Quelles conséquences ?
-&gt; Cette commande va corriger du mieux qu'elle peut les différentes erreurs qu'elle rencontrera. "Du mieux qu'elle peut" ne signifie pas que ce sera parfait ; le contenu de certains fichiers ne pourra peut-être pas être réparé correctement.

Voilà, c'est pas une râlerie pour que les gens arrêtent de s'aider, mais juste pour que tout le monde fasse un peu plus attention.

Just my two cents


----------



## maccessoire (23 Août 2003)

En fait j'ai parlé un peu tôt, hier j'ai fait 2 redémarrage successifs et tout allait bien. Aujourd'hui j'essaye et rien, écran noir. ça a marché au bout d'une trentaine de redémarrage.
Pour revenir à la commande tapé hier, (fsck -y) je l'ai tapé une seule fois et j'ai eu la réponse qui avait été indiquée.
Je ne suis effectivement pas d'un niveau top, merci de me commenter vos remarques. Y'a pas de raison, je ne demande qu'à progresser.
Donc pour me résumer, j'ai toujours les mêmes symptomes (klong de démarrage, écran noir, le disque tourne sans rien faire).
D'après vous quelles sont les pistes ?


----------



## nekura (23 Août 2003)

maccessoire a dit:
			
		

> En fait j'ai parlé un peu tôt, hier j'ai fait 2 redémarrage successifs et tout allait bien. Aujourd'hui j'essaye et rien, écran noir. ça a marché au bout d'une trentaine de redémarrage.
> Pour revenir à la commande tapé hier, (fsck -y) je l'ai tapé une seule fois et j'ai eu la réponse qui avait été indiquée.
> Je ne suis effectivement pas d'un niveau top, merci de me commenter vos remarques. Y'a pas de raison, je ne demande qu'à progresser.
> Donc pour me résumer, j'ai toujours les mêmes symptomes (klong de démarrage, écran noir, le disque tourne sans rien faire).
> D'après vous quelles sont les pistes ?



Les pistes données plus haut sont un bon point de départ :
- Que donne un boot depuis ton CD mac os 9 / os x ?
=&gt; Si ça boote très bien depuis l'un de ces CD, c'est que ton problème ne vient pas de la ram ou de ta carte graphique, par exemple. Ca pourrait être un problème matériel au niveau du disque, ou tout simplement que ton OS sur le disque dur est abîmé au delà de ce que peut réparer fsck.

- Que dit le CD "Hardware test" si tu bootes dessus ? Ce CD teste tout un tas de composants matériels de ta machine, il pourra diagnostiquer tout un tas de choses.

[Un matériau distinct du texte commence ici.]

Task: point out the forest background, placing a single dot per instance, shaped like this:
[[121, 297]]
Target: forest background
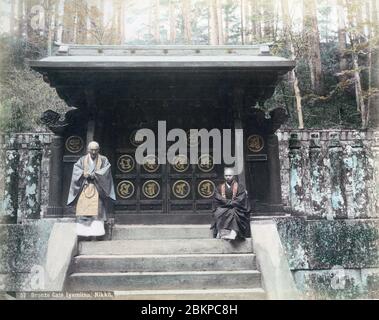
[[334, 43]]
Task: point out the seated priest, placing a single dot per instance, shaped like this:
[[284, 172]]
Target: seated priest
[[91, 191], [231, 215]]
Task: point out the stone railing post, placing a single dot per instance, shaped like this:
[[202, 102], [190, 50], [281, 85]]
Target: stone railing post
[[11, 178], [319, 190], [336, 174], [297, 192], [33, 179]]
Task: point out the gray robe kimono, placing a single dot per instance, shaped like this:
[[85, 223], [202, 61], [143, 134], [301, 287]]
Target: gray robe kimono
[[103, 182], [232, 213]]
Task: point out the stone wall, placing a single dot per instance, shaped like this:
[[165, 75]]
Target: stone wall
[[23, 249], [25, 168], [332, 259], [330, 173]]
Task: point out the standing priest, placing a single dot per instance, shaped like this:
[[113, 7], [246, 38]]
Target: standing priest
[[232, 209], [91, 191]]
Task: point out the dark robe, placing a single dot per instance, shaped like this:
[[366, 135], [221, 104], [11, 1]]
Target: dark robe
[[103, 182], [232, 214]]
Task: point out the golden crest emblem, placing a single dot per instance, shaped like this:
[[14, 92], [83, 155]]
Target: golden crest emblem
[[151, 164], [255, 143], [151, 189], [136, 139], [125, 189], [181, 163], [74, 144], [125, 163], [181, 189], [205, 163], [206, 189], [193, 138]]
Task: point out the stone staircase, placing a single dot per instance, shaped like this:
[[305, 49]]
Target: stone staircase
[[167, 262]]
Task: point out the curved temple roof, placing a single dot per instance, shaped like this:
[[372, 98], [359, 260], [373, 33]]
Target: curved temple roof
[[178, 57]]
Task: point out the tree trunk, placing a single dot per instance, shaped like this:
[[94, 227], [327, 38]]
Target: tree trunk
[[292, 78], [11, 18], [341, 34], [69, 17], [214, 29], [220, 22], [20, 18], [58, 22], [157, 37], [172, 18], [186, 10], [313, 36], [242, 8], [373, 100]]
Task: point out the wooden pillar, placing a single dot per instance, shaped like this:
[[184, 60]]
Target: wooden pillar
[[55, 208], [238, 94], [273, 163]]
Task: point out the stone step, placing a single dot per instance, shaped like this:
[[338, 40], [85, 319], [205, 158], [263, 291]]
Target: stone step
[[205, 294], [137, 232], [170, 246], [160, 263], [247, 279]]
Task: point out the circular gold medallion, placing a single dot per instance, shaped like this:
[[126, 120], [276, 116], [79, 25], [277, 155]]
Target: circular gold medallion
[[125, 163], [151, 164], [125, 189], [151, 189], [205, 163], [135, 139], [181, 189], [255, 143], [181, 163], [74, 144], [206, 188]]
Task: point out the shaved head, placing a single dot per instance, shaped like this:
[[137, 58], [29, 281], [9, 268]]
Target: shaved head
[[93, 149], [229, 174], [93, 145], [229, 171]]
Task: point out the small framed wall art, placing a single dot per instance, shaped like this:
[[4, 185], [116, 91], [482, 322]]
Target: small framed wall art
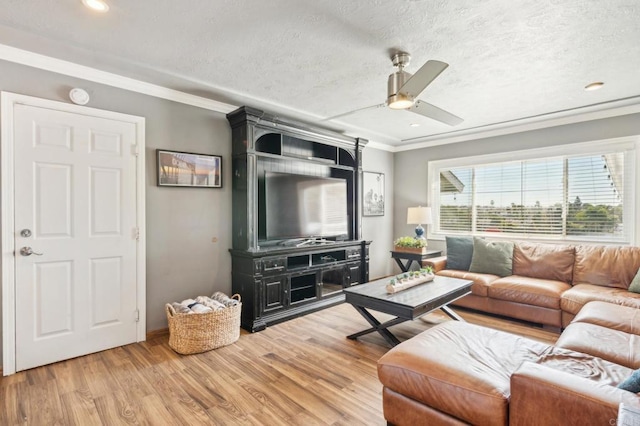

Ce qui est bizarre dans ton problème, c'est que ce soit si aléatoire...


----------



## maccessoire (23 Août 2003)

j'essaye ces différents tests et j'essaye ensuite de redémarrer (peut-être ?)
A bientôt ou Adieu si j'arrive pas à redémarrer


----------



## maccessoire (23 Août 2003)

ça y est, j'ai fait les tests : hardware test c'est tout bon et j'ai réussi à booter sur un CD avec OS 9 dessus.
Maintenant faut voir que mon problème est effectivement aléatoire et que lors de ces deux tests, mon micro était peut-être de bonne composition ??
En tout cas j'ai ensuite redemarré, mais jusqu'à quand ?
Il n'y a aucun moyen de savoir si mon OS a du plomb dans l'aile ?
J'ai fait une sauvegarde sur disque externe de mes fichiers mais j'ai pas reussi a sauvegarder le système, il me dit (si je me rappelle bien) que je n'ai pas la possibilité de copier certains fichiers. Savez vous comment il faut faire pour sauvegarder une configuration nikel et repartir (si besoin ce que je n'espère pas) sur une autre bécane ou sur la mienne après avoir tout purgé ?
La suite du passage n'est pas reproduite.